By conventional metrics of userbase or ad sales, the answer is simple: no. Networks like Gell and Ahwaa have barely enough traffic to register on measurement sites like Alexa. They are unable to cover costs through advertising and most cannot rely on venture capital investment to grow their communities until they are viable.
But what does viable mean? If we accept that the goal of running a site that operates on civic logic is not to make money, but to nurture and support a community, viability might equal survivability. Global Voices, a self-governing civic-logic community that celebrates perspectives and reporting from around the world, spends roughly $1 million a year in donor funds to support a staff of editors and translators, but its core technical costs (bandwidth and professional technical talent) is only a tenth of that expense. Medium-traffic image boards (tens of thousands of users) routinely run using volunteer labor at costs of a few hundred dollars a month. At these levels, subscription revenues could easily keep a site afloat.
But survival is a low bar to clear. The exciting possible future for civic-logic networks is that they become regarded as public goods—aspects of our social infrastructure that are so important that we choose to support them through taxpayer dollars or through community giving, the way we support libraries and public parks.
Getting there won’t be easy. The early attempts at civic logic are inspiring and have demonstrated the value of similar projects. But it’s still too hard to create a civic social media platform. You need a significant amount of technical work and money to launch a community, gather users, and moderate the conversation. To truly enable a flowering of civic life online, we need a system that enables civic groups with minimal technical expertise and money to spin up their own social media space.
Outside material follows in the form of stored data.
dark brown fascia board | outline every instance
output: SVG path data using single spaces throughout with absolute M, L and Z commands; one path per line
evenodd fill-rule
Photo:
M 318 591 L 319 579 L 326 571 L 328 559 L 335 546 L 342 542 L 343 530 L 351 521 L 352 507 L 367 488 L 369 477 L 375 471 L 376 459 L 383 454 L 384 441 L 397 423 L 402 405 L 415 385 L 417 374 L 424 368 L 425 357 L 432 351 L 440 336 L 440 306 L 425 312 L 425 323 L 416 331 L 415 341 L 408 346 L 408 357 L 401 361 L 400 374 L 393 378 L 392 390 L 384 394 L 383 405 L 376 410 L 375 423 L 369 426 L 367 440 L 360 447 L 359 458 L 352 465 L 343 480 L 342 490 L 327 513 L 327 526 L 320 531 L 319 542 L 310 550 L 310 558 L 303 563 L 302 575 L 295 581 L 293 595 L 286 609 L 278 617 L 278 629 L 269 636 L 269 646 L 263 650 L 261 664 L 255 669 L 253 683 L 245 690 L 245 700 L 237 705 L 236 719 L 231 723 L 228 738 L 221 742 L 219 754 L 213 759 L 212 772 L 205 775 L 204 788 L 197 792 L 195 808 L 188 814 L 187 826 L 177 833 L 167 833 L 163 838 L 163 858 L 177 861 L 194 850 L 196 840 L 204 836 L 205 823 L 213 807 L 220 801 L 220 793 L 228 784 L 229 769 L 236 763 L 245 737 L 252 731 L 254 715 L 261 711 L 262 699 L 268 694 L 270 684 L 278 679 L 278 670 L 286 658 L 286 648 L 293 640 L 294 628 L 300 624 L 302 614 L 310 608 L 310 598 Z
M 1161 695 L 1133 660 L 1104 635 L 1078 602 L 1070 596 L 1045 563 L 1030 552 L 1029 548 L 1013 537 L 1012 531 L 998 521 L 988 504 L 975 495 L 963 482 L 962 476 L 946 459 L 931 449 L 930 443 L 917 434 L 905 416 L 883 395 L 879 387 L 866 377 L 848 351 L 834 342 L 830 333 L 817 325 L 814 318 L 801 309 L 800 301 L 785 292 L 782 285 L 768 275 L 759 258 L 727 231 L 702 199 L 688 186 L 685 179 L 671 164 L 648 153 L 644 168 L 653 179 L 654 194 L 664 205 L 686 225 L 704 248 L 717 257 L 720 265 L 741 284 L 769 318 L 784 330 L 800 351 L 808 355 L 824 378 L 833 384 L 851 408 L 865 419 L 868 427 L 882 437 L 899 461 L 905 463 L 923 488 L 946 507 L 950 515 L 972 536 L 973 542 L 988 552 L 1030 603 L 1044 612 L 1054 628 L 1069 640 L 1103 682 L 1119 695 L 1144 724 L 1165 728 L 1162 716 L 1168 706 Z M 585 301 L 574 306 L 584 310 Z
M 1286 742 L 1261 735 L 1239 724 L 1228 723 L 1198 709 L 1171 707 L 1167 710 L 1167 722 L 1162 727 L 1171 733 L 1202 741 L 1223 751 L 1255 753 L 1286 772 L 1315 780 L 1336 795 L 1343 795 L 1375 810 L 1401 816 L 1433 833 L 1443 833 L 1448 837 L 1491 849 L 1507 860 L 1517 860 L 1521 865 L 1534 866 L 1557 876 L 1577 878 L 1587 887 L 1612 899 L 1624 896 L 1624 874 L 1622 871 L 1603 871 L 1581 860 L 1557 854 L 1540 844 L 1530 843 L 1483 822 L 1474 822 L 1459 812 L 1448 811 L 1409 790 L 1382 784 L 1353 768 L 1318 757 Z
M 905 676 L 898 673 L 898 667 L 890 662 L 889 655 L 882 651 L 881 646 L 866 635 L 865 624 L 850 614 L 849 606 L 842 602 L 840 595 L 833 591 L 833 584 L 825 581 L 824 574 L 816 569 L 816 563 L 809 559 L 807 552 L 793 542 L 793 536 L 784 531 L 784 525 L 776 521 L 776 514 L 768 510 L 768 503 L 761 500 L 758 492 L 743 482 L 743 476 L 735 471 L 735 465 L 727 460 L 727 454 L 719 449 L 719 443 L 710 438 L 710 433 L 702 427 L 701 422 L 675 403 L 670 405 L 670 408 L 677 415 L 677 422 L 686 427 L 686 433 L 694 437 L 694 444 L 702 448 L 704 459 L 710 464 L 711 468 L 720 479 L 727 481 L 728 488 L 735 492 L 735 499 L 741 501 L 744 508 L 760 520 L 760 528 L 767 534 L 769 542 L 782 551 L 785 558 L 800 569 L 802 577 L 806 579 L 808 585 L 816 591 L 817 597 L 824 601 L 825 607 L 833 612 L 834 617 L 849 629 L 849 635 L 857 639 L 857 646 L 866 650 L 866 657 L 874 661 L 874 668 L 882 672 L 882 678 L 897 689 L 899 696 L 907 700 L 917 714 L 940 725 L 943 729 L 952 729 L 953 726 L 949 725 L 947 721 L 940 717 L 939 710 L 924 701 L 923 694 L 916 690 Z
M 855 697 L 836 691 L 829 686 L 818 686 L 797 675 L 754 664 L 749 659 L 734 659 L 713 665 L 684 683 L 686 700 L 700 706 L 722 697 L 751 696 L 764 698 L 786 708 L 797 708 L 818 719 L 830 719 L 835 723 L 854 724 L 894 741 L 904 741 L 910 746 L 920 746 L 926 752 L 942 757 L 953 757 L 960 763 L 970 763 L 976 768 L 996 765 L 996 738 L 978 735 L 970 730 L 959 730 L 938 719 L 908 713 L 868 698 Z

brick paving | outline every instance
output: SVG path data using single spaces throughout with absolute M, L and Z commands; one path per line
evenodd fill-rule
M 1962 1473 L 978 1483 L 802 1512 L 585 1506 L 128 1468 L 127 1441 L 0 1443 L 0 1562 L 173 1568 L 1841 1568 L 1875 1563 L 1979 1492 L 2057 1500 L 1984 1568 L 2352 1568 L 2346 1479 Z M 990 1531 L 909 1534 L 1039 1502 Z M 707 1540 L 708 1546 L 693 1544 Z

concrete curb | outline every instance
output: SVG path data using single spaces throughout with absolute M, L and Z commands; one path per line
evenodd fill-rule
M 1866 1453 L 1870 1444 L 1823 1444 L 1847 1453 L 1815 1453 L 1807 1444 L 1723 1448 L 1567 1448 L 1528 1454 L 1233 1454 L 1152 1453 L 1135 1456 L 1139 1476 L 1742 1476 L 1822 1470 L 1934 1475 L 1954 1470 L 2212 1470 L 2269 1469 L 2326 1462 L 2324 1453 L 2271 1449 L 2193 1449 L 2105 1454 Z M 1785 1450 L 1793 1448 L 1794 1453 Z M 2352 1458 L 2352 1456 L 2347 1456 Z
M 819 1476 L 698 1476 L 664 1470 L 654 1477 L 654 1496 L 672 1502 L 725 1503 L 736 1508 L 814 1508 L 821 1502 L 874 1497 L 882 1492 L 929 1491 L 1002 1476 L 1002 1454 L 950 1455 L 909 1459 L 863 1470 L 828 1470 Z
However, even more importantly, we have to address the problem of network effects and scarce attention. If you are a regular user of Facebook, it may not be because you think the network’s tools are the most effective or that the community’s values align perfectly with your own. You may be there because many of your friends and family are there. A new civic network has to fight for your attention, peeling a fraction of it away from Facebook to bring you into a new and different space. Most projects have set themselves up beside existing social networks and hoped to lure participants in, like a town meeting hosted between two busy bars, hoping to lure in stray patrons. Instead, these new networks may need to interoperate with existing networks, bringing highlights of their discussions into existing conversations and inviting participants to join in without forsaking their existing social ties. The Gobo project at the Institute for Digital Public Infrastructure is building a social media client that’s compatible both with new civic logic networks and with existing networks in the hopes that users will dip in and out of these new spaces.
Right now, many of our online interactions take place in the digital equivalent of a shopping mall. Controlled by corporations and designed to maximize advertising revenue, they sometimes host civic discussions, but they aren’t real civic spaces. There is clearly an opportunity to build a better future, one that commits to digital spaces that enhance our social and civic life; one that gives communities control over where and how they come together online. We need to learn from the successes and failures of the civic platforms that have come before if we hope to exit the shopping mall and enter the park.
Ethan Zuckerman is Associate Professor of public policy, information and communication at the University of Massachusetts at Amherst, Director of the Institute for Digital Public Infrastructure, and the 2020-2021 Senior Visiting Research Scholar at the Knight First Amendment Institute.
Chand Rajendra-Nicolucci is a research fellow at the Knight Institute.